Source
Department of Surgery, Atrium Medical Centre Parkstad, Heerlen, The Netherlands.
Abstract
OBJECTIVE:
To identify predictor variables for results after supervised exercise therapy (SET), and to develop a clinical prediction model that aims to predict a target walking distance for individual patients.
DESIGN:
Retrospective analyses on prospectively collected data.
MATERIALS:
Patients with intermittent claudication who participated in a SET programme.
METHODS:
SET was conducted according to the guidelines of the Royal Dutch Society for Physiotherapy.

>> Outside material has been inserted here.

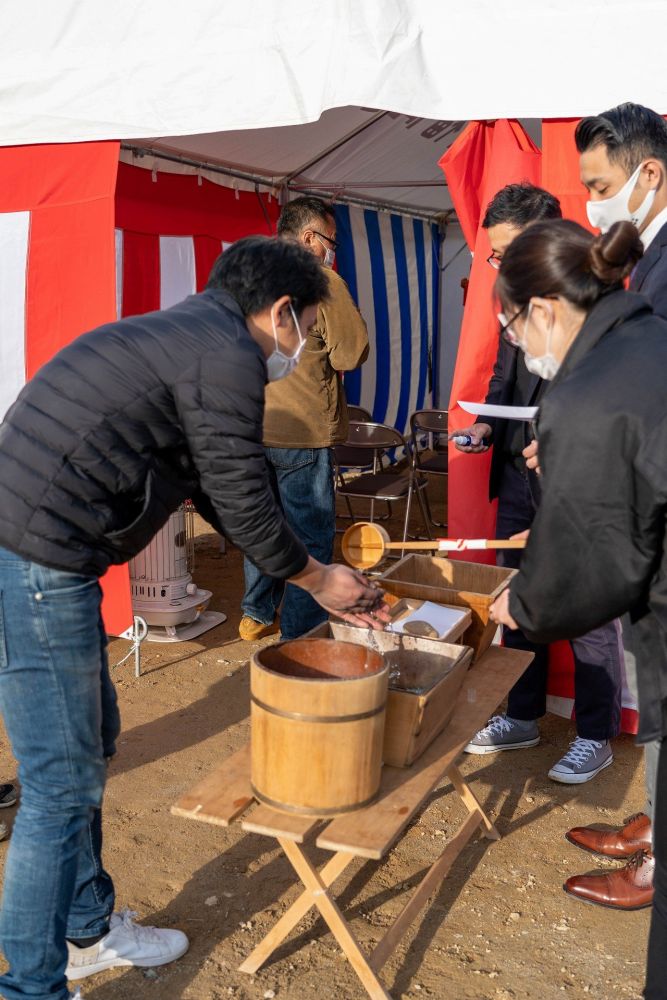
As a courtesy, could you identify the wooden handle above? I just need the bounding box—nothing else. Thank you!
[380,538,526,552]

The main outcome measurement was the absolute claudication distance (ACD) after 6 months of SET. Linear regression analyses were conducted to identify independent predictor variables for ACD.
RESULTS:
In this cohort, 437 patients were analysed. Independent predictor variables for post-treatment ACD were baseline ACD (P<0.001), smoking behaviour (P=0.012) and body-mass index (P=0.041). A better baseline ACD was associated with a longer post-treatment ACD whereas current smoking and a higher body-mass index were associated with a shorter post-treatment ACD. The final regression equation included baseline ACD, age, body-mass index, smoking and pulmonary disease, and was translated into several clinical prediction models. However, only 24.8-33.6% of the patients had an ACD within the calculated target range.
CONCLUSIONS:
Predictive variables for post-treatment ACD after SET are baseline ACD, age, body-mass index, pulmonary disease and smoking behaviour. However, translating the regression equation into a clinical prediction model did not lead to a valid model for use in clinical practice.